Isigny Sainte MèreLa Grande tradition

Whole caramelised Victoria pineapple, served with coconut and lime cream

Serves two

Preparation time: 10 minutes - Cooking time: 15 minutes

© Isigny Ste Mère

Ingrédients:
  • One Victoria pineapple
  • 50g Isigny Sainte-Mère butter
  • 20g granulated sugar
  • One vanilla pod
  • One lime
For the coconut cream:
  • 100g fresh coconut flesh, cut small enough to go through a blender
  • 50g milk
  • 50g Isigny Saint-Mère pouring cream
  • 20g sugar
  • 50g coconut milk
  • Two measures of rum

This recipe has been developed with Isigny Sainte-Mère products.

Method:
Peel the pineapple and put it to cook on a gentle heat with the butter and the sugar, adding the vanilla pod.
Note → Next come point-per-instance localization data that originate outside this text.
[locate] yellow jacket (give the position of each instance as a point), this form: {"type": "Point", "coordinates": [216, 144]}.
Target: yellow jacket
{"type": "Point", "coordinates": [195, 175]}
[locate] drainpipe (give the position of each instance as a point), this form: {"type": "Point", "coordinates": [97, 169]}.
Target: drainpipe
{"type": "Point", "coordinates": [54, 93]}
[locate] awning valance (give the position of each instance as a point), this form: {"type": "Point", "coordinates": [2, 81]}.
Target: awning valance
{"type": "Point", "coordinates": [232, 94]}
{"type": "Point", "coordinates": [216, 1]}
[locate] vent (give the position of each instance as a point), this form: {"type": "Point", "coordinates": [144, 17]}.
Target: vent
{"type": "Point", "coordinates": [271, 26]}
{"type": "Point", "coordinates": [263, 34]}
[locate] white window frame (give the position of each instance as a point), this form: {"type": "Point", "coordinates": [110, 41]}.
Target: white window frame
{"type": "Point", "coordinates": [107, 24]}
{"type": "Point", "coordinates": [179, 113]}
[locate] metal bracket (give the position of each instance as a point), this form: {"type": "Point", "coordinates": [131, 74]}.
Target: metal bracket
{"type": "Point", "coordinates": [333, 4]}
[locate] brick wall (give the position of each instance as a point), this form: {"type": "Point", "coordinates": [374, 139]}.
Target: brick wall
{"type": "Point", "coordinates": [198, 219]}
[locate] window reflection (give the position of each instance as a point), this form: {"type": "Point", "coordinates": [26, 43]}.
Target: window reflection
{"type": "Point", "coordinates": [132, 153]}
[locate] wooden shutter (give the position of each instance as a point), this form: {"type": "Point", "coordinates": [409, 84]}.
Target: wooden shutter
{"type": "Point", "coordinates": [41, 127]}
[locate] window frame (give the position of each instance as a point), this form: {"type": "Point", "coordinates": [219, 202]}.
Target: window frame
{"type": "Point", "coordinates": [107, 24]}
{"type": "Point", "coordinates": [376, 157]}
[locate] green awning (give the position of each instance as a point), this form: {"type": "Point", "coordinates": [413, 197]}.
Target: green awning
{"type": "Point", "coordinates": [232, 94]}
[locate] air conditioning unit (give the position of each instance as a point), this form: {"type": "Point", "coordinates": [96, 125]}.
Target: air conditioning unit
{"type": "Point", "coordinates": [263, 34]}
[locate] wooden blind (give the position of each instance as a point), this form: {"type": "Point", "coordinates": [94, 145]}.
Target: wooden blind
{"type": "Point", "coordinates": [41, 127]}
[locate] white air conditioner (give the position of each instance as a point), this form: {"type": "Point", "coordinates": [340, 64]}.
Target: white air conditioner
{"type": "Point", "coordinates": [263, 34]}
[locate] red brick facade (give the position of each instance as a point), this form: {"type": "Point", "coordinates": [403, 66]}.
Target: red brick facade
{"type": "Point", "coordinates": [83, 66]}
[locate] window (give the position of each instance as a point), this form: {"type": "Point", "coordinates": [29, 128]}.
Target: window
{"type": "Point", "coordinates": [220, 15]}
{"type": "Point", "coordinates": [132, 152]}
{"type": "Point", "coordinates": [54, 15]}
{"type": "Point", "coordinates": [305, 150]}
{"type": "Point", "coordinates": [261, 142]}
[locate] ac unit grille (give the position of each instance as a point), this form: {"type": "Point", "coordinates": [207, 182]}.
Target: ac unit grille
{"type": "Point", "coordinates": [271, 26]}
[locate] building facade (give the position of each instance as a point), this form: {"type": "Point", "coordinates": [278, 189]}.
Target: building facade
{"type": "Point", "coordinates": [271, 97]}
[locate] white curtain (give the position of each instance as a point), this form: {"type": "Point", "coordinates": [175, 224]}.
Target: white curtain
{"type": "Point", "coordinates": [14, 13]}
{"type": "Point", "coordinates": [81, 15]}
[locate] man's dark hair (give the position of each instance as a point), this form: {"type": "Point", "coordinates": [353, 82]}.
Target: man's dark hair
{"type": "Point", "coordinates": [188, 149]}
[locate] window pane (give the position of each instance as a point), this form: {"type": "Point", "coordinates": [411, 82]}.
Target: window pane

When the pineapple is a nice golden colour, add the grated zest of half a lime and keep it warm.
Meanwhile, put all the coconut cream ingredients into a blender with the remaining half lime and blend until smooth. Lay out the pineapple portions and serve with half the coconut cream, pouring the rest into two glasses to drink chilled.

Tips:
This dessert can be served with either a pineapple, coconut or lime sorbet.